Если бы Самат решил выяснить, что Ира подразумевала под этим расплывчатым «что-нибудь», ни в какой Питер они, скорее всего, не поехали бы. В те годы молодой человек старался избегать ситуаций, которые требовали обмана. И уж тем более не хотел заставлять любимую девушку врать родителям. Ира же придерживалась своей позиции: она хотела быть с любимым, и если ради этого необходимо невинно представить свое пятидневное отсутствие институтской практикой, она не колеблясь сделала это.

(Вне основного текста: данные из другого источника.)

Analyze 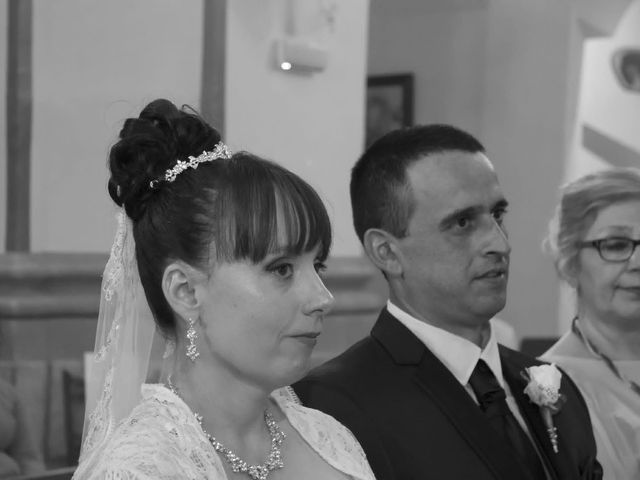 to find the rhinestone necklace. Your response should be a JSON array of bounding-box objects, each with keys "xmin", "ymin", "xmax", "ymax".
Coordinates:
[{"xmin": 167, "ymin": 377, "xmax": 287, "ymax": 480}]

В конце концов, она могла признаться потом, и даже скорее всего призналась бы, уж очень ей хотелось поделиться впечатлениями об увиденном. Она бы рассказала и родителям, и Саше. Да, Саше непременно: в этом городе ей было что посмотреть! И морской пейзаж, и лесной; и шикарные дворцы, и грязные подворотни; и корабли, и машины, и люди. Ира рассказала бы и про царей, и про фонтаны, и про всю поездку, и про Самата, о существовании которого в ее жизни пока никто не знал. Она и сама себе не могла объяснить эту внезапную скрытность. Мама знала всех поклонников и, как правило, давала дельные советы, а Ира уже сама решала, прислушиваться к ним или нет. Но в данном случае она не нуждалась ни в чьих советах и знакомить Самата с родителями почему-то не торопилась. Но тогда, в Питере, они решили, что у них все серьезно, все по-взрослому, все навсегда. Нет, они не говорили о свадьбе, не строили планы по количеству детей и комнат в будущей квартире. Они просто чувствовали, что их история не мимолетна, желание — не сиюминутно, а любовь нескончаема.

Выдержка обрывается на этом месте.